Backlogs of spare parts

Mobile clinics typically range from vans to recreational vehicles, and are usually made by customizing American​​​​​​​​​​​​​​​​​​​​​​​​​​​​​​​​​​​​​​​​​​​​​​​​​​​​​​​​state​​​​​​state​​​​​​​​​​​​​​​​​​​​mobile​​​​​​​​​​​​​​mobile homes mobile shells from mobile mobiles to mobile vehicles. Recent delays are partly due to backorders for shells, although Wisconsin-based CGS Premier avoided the worst of the disruption by maintaining its own inventory.

The company manufactures drop-down carts to facilitate patient access, and has seen a growing interest in raising curbs and other cosmetic details to enhance the patient experience.

CEO Greg Peterson said orders have tripled since March 2020 with a focus on reaching underserved areas, including tribal lands. Customers like Eli Lilly and Co. are also using them to run decentralized clinical trials to get a more diverse patient population, and Molina Healthcare used them to respond to the 2023 tornadoes in Mississippi.

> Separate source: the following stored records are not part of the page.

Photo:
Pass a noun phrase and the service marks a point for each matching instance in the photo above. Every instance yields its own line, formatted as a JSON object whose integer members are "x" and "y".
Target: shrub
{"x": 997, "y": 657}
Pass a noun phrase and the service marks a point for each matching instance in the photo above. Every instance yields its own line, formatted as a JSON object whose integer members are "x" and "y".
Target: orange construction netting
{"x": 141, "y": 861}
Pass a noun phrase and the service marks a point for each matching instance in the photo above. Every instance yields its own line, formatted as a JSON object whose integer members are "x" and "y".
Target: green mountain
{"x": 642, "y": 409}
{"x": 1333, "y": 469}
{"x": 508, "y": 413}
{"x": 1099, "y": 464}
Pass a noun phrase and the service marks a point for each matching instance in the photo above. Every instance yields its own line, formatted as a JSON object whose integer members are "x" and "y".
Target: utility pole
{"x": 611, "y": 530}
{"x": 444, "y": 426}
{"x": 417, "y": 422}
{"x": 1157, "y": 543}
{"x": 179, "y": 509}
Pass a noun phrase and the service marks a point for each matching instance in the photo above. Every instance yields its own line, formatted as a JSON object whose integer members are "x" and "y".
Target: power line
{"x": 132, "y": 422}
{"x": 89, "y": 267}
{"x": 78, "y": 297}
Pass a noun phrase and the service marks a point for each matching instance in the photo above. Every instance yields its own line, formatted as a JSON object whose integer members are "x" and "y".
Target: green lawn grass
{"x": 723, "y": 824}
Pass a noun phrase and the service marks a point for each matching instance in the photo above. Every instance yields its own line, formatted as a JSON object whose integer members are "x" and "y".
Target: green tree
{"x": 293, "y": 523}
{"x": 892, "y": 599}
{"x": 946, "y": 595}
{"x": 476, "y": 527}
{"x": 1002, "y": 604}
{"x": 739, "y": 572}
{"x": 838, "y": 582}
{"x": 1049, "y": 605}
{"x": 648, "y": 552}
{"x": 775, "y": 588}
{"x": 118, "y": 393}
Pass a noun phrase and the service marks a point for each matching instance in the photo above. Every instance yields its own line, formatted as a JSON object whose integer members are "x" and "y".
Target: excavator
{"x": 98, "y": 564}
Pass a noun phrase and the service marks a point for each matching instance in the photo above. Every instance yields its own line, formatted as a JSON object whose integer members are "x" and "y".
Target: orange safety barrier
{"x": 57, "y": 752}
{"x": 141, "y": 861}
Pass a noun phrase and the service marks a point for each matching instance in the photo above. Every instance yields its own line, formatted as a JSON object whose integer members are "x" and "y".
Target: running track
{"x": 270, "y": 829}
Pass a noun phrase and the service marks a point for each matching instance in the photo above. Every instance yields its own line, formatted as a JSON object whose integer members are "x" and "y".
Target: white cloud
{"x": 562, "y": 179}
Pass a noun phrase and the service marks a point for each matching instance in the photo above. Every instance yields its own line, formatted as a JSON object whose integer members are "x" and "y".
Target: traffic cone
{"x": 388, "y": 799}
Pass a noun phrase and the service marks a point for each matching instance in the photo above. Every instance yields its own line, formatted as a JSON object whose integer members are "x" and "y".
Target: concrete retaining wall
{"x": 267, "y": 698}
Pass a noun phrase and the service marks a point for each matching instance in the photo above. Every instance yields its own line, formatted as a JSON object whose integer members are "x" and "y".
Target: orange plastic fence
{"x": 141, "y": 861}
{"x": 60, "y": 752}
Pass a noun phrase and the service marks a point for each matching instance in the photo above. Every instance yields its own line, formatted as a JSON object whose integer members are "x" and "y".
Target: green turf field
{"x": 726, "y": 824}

The governor called and said, hey, we need your clinics, Peterson said. We need a base. People need to fill their prescriptions.

Cons

Mobile clinics are not a cure for the countries’ countless healthcare problems. They still need to be staffed, maintained and driven from place to place, which requires money and people. Both are often missing in rural areas.

Placing a clinician in a mobile unit usually means one clinician in the main hospital or health center. And in many rural areas, there is often only one professional available for each specialty, if any.

The presence of a mobile clinic does not automatically win over skeptics either. Lynch sometimes ventures outside the RV to try to recruit smokers who hang out at clinics in Pennsylvania, but usually gets cleaned up.

The ones that just say you have to die for something and you don’t care, they’re not even going to watch it, he said.

But progress is often measured in modest steps. Lynch said he’s seeing more and more repeat customers, and the turnout continues to improve.

Dawn Jeffries, community liaison at Sugar Valley Rural Charter School, helped coordinate the evangelicals’ monthly visits to Nans. The school district’s recent decision to close a local school was a blow to the city, so the need to strengthen community foundations was particularly acute.

Our community was fractured at the time, he said. It’s getting better, but it still hasn’t felt the same.

Jeffries also planned a winter festival last year that brought together local businesses and communities to give out free food, chocolate and sleigh rides to valley residents.

Word of mouth increased turnout this year, and it’s doing the same for the mobile clinic.

The fact that they’re talking, he said, and it’s out there, the knowledge is out there, is a good thing.

This reporting is supported by a grant from the Association of Health Care Journalists and funding from the Commonwealth Fund.